I have yet to hear a branding expert who can succinctly explain what brand personality is and how to find it.
That, actually, is not a surprise. After all, personality is psychology’s area of study, and to this date, there is no generally agreed-upon definition of personality among psychologists. (Fun fact: Did you know that there is also no consensus regarding the definition of life?) How could we expect branding experts to grasp a concept that psychologists are struggling to define in all fairness?
A guiding brand personality framework is missing
Academia has been trying to fill the void. But so far, they haven’t been able to come up with a universally-applicable framework. In the absence of a guiding approach, branding experts overcompensate using a plethora of semi-randomly-chosen descriptive adjectives. I call that approach “the adjective soup.”
Brands are becoming less distinct from one another
While the branding world is wrestling with the mystery named brand personality, the global brand consultancy BAV Group’s study showed that brands have become 200% less distinct from one another over the last two decades.
What’s right for brands also applies to places. Over the last decade, many cities, regions, and countries tried to brand themselves. The result has usually been a sea of somewhat interchangeable brand identities.
If you want to judge a brand’s distinctiveness, you can use the following cheap-and-cheerful test: Take a piece of advertisement and cover the logo. If you can’t tell which brand it is, then its personality is not distinctive enough. See if you can find the differnece among the below place logos.
Places can control some elements of their brand. For instance, destinations can manage their brand identity (i.e. logo, slogan, visuals, design, ads, etc.) But they are not in charge of their brand image — the perception of the place in the public’s mind. Brand personality falls under the latter category.
So, if a place cannot control its brand personality, then what can it do? The answer is it can influence it – with actions!
Enter: Dichotomous Brand Personality
Ralph Waldo Emerson once said, “What you do speaks so loudly, I can’t hear what you’re saying.” That is still true today, for behaviours are a fundamental component of personality. The content of your character is revealed in your actions and behaviours.

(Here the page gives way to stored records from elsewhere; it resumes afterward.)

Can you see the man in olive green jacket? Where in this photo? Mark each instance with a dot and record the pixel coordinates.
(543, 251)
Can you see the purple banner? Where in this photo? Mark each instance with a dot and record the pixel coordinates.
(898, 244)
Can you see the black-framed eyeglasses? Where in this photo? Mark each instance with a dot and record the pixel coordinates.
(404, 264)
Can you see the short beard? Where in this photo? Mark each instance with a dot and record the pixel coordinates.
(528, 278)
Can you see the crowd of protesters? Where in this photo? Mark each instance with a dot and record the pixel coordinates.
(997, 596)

The BAV Group’s research that we previously mentioned offers some hope. The researchers found that brands that integrate two seemingly-opposing personality traits could break away from the norm. They use IKEA and Harley Davidson as an example: stylish yet affordable and rebellious yet social, respectively.
The same logic applies to cities and countries. If a little-known place desires to stand out from the competition, it must have a unique personality. That can be achieved by combining two seemingly-opposing personality traits. But as C.G. Jung said, “You are what you do, not what you say you’ll do.” Thus, it would help if you showed behaviours that capture the built-in tension of your personality. If you do that, you will be noticed.

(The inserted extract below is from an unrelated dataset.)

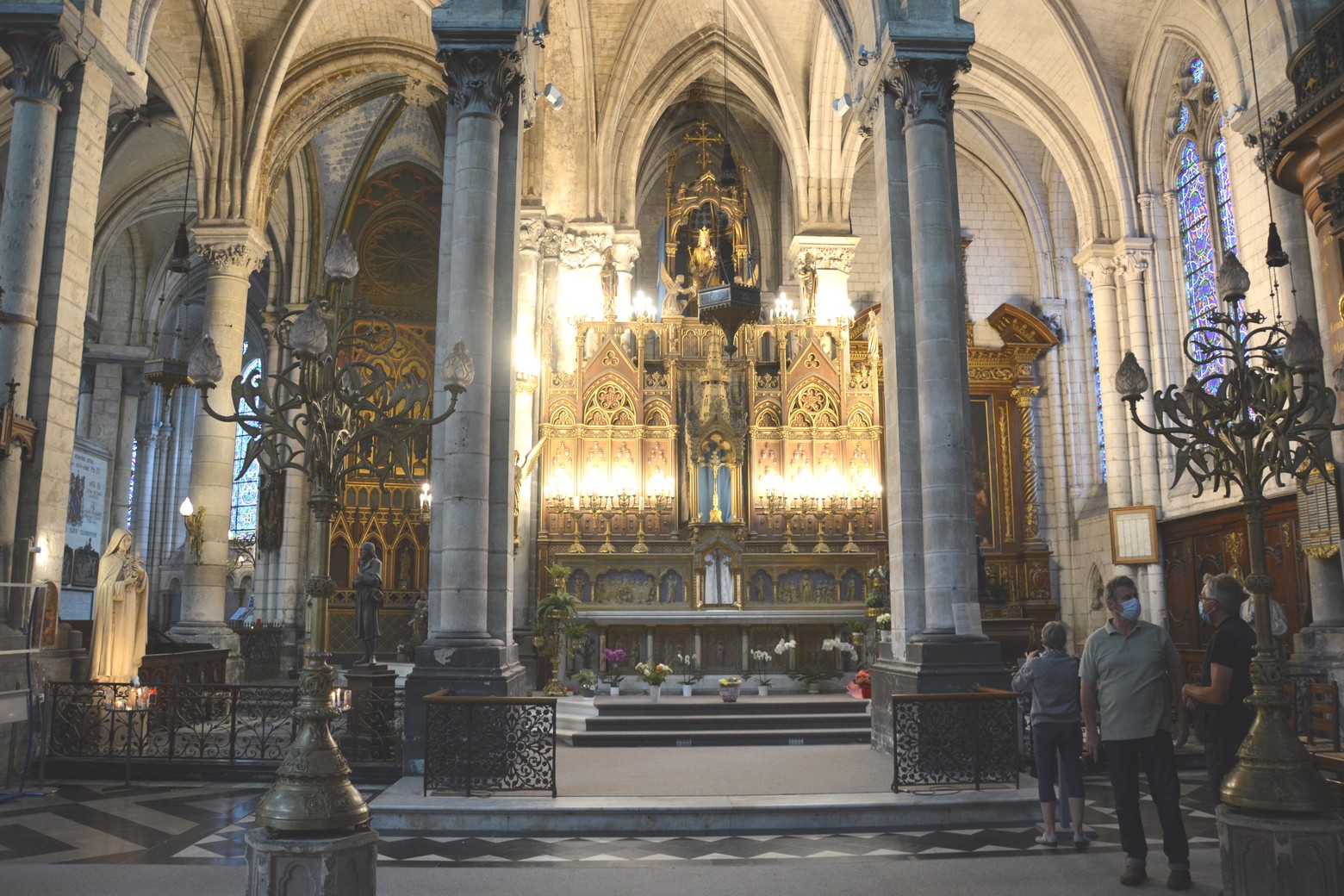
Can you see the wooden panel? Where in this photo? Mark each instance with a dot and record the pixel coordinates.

Recently, Berlin just experienced that. The city’s senate placed an ad in local papers as part of a public information campaign. Instead of using polite messaging, they showed an older woman giving the middle finger to the camera. The ad reads: “A finger-wag for all those without a mask: we stick to corona rules.”
That is both authentic and dichotomous. On the one hand, Berliners are known to be outspoken, loud, vigorous, and cheerful. On the other, they lack politeness, using coarse humour. They even have a term for that: Berliner Schnauze.
I was once told that locals explain to newcomers their rudeness with the following analogy. “Berliners are like those enormous gingerbread hearts you buy at the Christmas markets that break your teeth.” Berliners use schnauze as a test to see if you have what it takes to live that lifestyle. You have to prove you can be ignored or insulted at the bar in order, finally, to get service.
Insult masqueraded as humour is the soul of Berlin. It is an authentic dichotomy. And when it is done right -like in the public information ad- it shows the German capital’s unique personality.
What is your city’s built-in tension?